Qu’est-ce qu’un tremor en sismologie ?
Contrairement à un événement sismique bref, dont on cherche souvent à identifier un temps d’arrivée P ou S, le tremor se caractérise surtout par sa continuité, sa bande de fréquence et son énergie globale dans le temps. Il peut être plus ou moins harmonique, stable ou pulsé, monotone ou évolutif. En pratique, l’analyste ne cherche pas seulement à savoir si un signal existe, mais aussi à quantifier son intensité et sa tendance.
Le calcul du tremor à partir d’un sismogramme revient fréquemment à résumer plusieurs informations clés :
- l’amplitude moyenne ou médiane du signal sur une fenêtre temporelle ;
- la fréquence dominante ou la bande de fréquence principale ;
- la durée de persistance du signal ;
- la correction de distance entre la source et la station ;
- éventuellement la réponse instrumentale, le bruit de fond et le contexte géologique.
Dans les observatoires, cette quantification se matérialise souvent par des indices dérivés comme le RSAM (Real-time Seismic Amplitude Measurement), le spectre moyen, l’énergie de bande, l’amplitude réduite ou des proxies de puissance. Le calculateur présenté ici s’inscrit dans cette logique : il ne remplace pas un traitement complet de réseau, mais fournit une estimation opérationnelle cohérente.
Principe du calcul utilisé dans ce calculateur
Pour transformer des mesures brutes en un indice plus interprétable, le calcul suit quatre étapes simples :
- Lecture de l’amplitude observée sur le sismogramme, généralement en vitesse du sol ou en amplitude normalisée.
- Correction d’atténuation avec la distance pour approcher une amplitude plus proche de la source.
- Calcul d’un proxy d’énergie en combinant amplitude corrigée, fréquence dominante et durée.
- Conversion en indice logarithmique de tremor afin d’obtenir une valeur stable et facile à comparer.
La formule retenue par cet outil est la suivante :
Amplitude corrigée = Amplitude observée × exp(coefficient d’atténuation × distance)
Proxy d’énergie = (Amplitude corrigée)2 × fréquence dominante × durée en secondes × facteur de type de signal
Indice de tremor = log10(proxy d’énergie + 1)
Cette approche est utile pour comparer des fenêtres de temps, suivre l’évolution d’une crise ou distinguer une augmentation progressive du niveau de fond. L’idée essentielle est que l’énergie sismique transportée par un tremor croît fortement avec l’amplitude et augmente également avec la durée et la fréquence.
Pourquoi la correction de distance est indispensable
Un même processus à la source peut produire des amplitudes très différentes selon l’emplacement de la station. À mesure que l’onde se propage, l’énergie se répartit, se dissipe et subit des effets de structure.

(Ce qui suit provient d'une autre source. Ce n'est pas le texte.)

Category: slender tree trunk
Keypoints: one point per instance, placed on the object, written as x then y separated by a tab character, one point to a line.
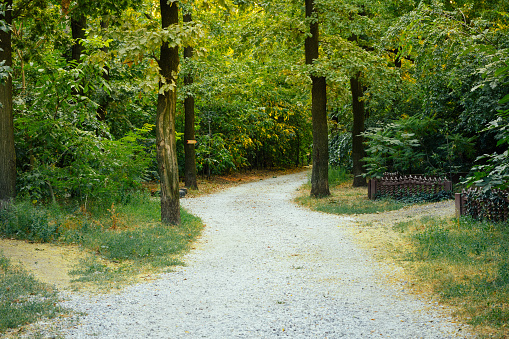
359	115
320	171
104	102
78	26
7	151
165	123
189	132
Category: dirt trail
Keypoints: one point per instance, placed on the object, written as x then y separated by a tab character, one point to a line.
47	262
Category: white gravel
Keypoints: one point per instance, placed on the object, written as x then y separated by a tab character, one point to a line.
264	268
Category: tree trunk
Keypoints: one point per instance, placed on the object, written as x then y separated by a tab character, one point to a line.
7	151
189	132
320	171
359	114
165	123
104	102
78	26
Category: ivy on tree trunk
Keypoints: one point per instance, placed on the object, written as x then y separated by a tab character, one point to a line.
7	150
189	132
320	171
165	122
359	114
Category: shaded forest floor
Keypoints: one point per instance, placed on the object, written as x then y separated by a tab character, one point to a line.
51	263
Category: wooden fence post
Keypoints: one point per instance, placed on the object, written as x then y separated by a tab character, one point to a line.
459	204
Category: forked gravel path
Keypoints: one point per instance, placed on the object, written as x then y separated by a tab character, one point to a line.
264	268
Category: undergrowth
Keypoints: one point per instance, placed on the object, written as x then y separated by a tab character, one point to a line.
345	199
23	299
466	263
126	239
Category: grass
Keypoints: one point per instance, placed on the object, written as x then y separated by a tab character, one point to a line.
23	299
464	262
126	240
344	198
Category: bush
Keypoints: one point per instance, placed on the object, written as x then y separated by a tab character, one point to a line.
490	205
412	145
340	150
26	221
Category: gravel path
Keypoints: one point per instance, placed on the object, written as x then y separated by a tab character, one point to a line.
264	268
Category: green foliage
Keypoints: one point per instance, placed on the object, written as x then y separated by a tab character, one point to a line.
340	150
493	172
24	300
490	204
415	145
24	220
465	261
402	196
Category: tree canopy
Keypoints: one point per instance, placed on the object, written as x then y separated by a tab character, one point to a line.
429	78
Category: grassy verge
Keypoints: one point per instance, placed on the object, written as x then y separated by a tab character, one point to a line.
126	240
23	299
465	263
344	198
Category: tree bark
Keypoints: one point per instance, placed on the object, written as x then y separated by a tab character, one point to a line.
189	132
104	102
359	115
7	150
320	170
165	123
78	26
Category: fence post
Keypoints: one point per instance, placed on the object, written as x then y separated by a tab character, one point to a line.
371	189
459	204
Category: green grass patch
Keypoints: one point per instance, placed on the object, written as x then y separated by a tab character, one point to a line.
23	300
126	240
344	198
466	263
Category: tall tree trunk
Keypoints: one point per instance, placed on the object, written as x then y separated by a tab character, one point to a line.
104	102
359	115
78	26
320	171
7	151
165	123
189	132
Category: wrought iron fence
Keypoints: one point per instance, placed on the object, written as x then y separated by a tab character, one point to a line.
394	184
480	204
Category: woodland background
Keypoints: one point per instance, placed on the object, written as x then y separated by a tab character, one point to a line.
427	78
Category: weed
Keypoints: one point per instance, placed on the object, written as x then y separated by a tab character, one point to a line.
23	299
346	199
466	263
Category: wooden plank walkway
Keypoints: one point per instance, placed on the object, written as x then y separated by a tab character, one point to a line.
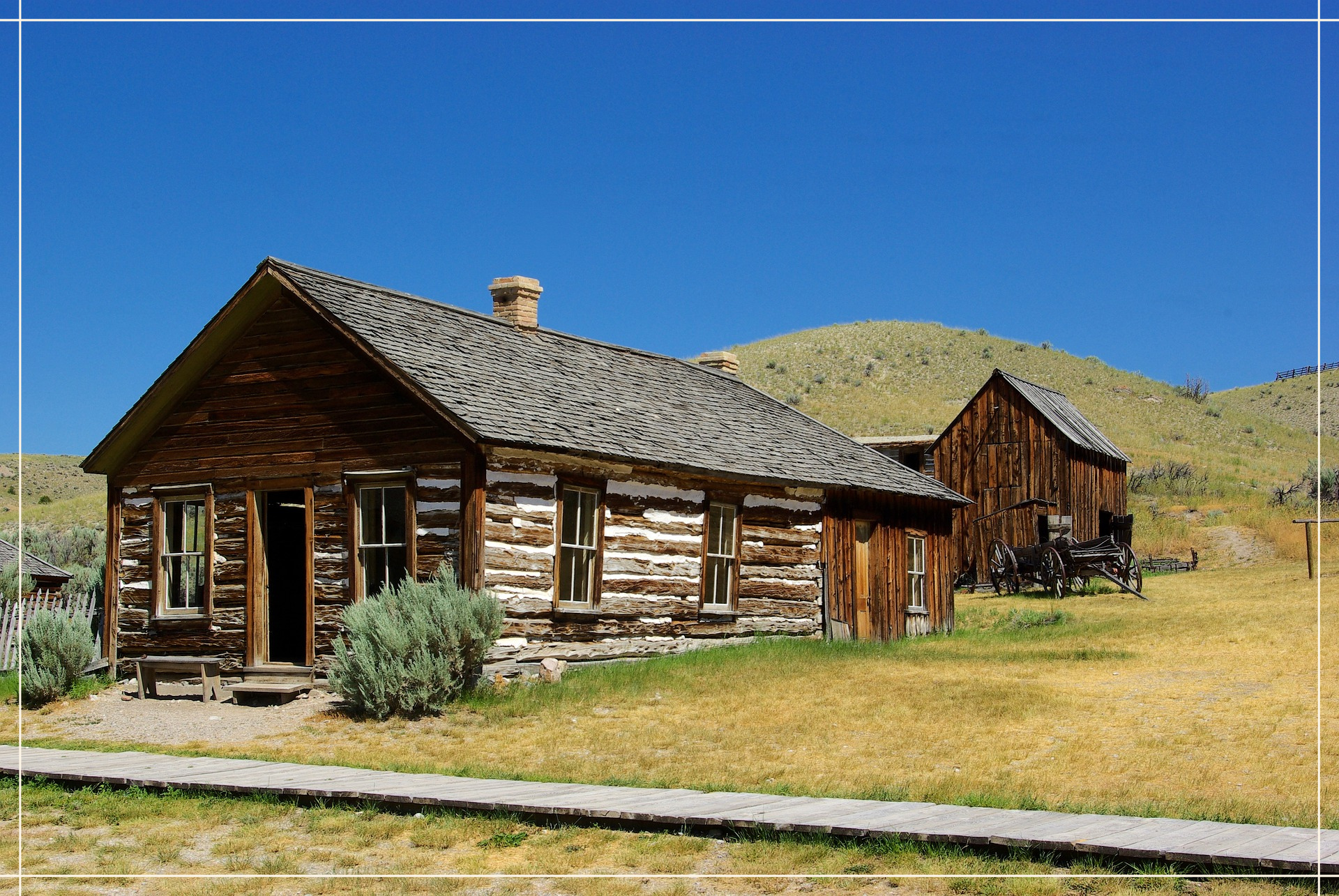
1263	848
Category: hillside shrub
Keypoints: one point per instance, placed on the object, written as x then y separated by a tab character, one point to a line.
411	646
55	651
1196	388
10	584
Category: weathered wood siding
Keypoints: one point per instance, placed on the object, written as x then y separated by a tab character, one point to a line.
892	519
653	561
288	406
1002	450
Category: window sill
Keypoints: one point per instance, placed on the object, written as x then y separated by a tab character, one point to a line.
576	611
180	621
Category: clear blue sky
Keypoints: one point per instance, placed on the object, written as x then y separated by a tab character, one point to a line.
1144	193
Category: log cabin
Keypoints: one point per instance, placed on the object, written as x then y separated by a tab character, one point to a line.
46	576
321	439
1034	466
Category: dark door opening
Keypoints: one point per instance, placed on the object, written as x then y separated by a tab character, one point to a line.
283	520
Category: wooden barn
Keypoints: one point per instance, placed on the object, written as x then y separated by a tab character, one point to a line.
1024	455
323	437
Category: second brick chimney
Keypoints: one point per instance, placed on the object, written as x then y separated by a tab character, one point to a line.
723	360
517	301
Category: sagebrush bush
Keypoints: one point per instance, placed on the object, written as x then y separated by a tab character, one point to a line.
55	651
411	646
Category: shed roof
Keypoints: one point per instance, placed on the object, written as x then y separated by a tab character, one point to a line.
1066	418
554	391
33	565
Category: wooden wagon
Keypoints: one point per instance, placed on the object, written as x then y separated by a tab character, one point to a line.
1064	564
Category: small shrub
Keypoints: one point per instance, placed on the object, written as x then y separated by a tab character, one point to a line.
411	646
1196	388
10	584
1021	619
55	651
504	840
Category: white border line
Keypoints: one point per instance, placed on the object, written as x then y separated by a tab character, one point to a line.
20	22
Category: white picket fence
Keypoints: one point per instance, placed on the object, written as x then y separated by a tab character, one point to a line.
82	607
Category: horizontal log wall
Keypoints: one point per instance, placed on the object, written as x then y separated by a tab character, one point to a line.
651	565
288	405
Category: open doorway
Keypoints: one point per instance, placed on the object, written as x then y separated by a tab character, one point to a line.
283	532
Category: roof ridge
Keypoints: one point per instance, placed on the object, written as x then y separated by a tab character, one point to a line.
1045	388
480	315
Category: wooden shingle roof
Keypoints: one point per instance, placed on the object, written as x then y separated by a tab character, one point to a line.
563	393
1066	418
33	565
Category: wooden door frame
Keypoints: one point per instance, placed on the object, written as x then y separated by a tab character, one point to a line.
870	551
257	608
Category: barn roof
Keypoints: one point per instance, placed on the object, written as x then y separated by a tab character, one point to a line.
543	388
31	565
1066	418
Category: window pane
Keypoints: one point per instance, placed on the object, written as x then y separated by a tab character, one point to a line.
575	572
588	509
393	501
718	580
193	525
172	517
370	503
374	571
720	529
570	516
184	582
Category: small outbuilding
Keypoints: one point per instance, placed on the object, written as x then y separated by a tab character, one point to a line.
46	576
1033	465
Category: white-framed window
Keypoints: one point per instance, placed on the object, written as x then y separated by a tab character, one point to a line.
382	538
916	572
720	560
579	545
184	559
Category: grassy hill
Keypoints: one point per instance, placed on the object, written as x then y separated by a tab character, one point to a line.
1289	402
891	378
55	490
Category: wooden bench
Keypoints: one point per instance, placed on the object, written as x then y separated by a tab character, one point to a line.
148	670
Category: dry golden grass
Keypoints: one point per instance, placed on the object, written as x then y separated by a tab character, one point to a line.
132	832
1197	704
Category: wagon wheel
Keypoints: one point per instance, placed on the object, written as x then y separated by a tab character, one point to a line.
1128	570
1004	567
1052	572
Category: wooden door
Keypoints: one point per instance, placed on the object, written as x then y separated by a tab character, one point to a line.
863	579
280	607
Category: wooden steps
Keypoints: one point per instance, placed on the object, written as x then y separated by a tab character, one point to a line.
276	682
1264	848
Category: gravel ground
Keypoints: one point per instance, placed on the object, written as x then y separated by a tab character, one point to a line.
176	718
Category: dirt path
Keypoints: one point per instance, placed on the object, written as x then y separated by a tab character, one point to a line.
1238	548
176	721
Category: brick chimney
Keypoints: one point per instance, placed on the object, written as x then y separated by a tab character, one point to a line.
723	360
517	301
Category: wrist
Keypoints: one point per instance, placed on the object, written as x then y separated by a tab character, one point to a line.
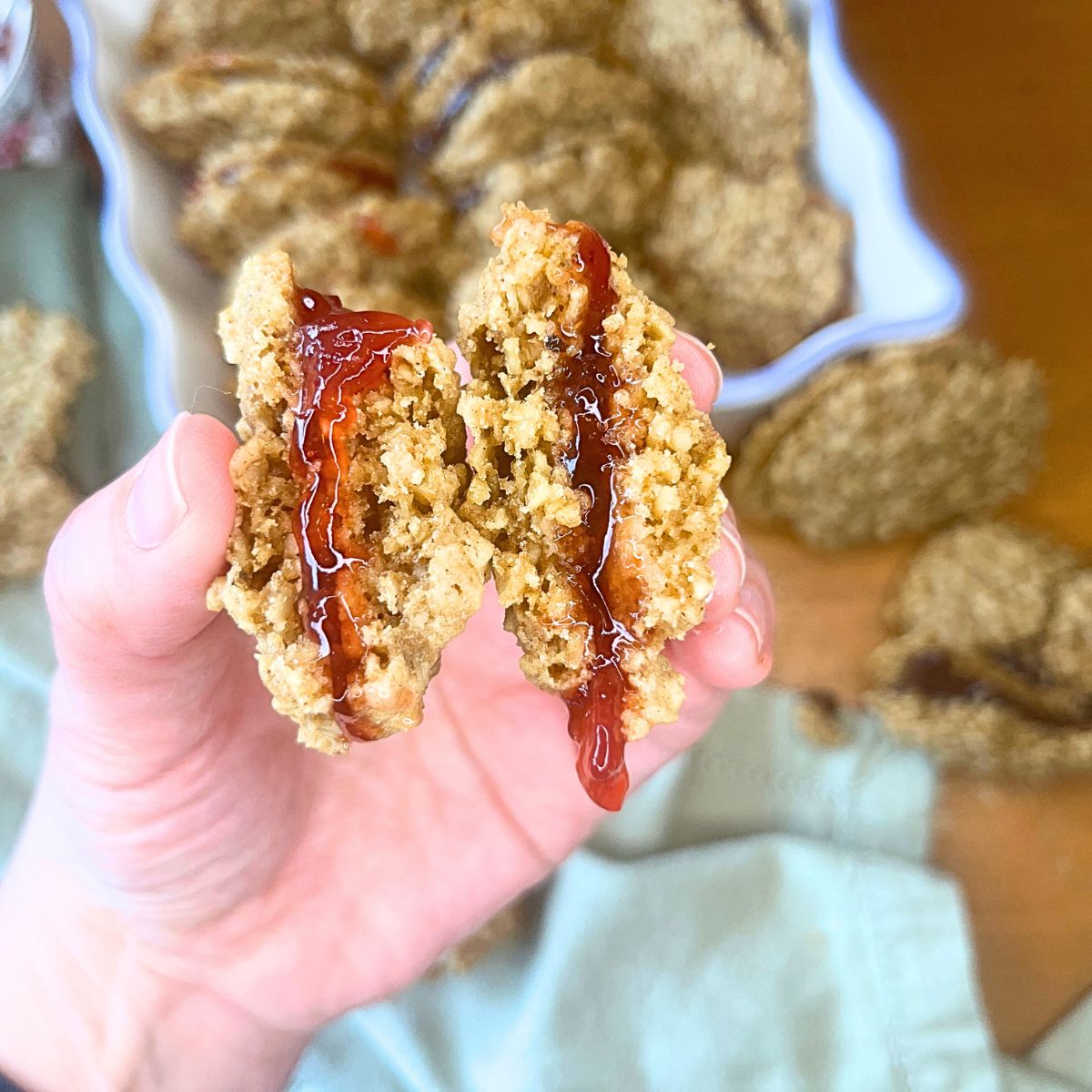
82	1006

Sans correction, une station proche donnerait l’impression d’une activité plus forte qu’une station éloignée, même si la source est identique.
Dans les réseaux de surveillance, on utilise donc des formes de correction géométrique et anélastique. Le coefficient d’atténuation choisi dans ce calculateur n’est pas universel : il dépend de la lithologie, de la fréquence, de la qualité des données et de la région. Une valeur modérée comme 0,015 par km constitue une approximation pratique pour des comparaisons exploratoires, mais l’étalonnage local reste toujours préférable.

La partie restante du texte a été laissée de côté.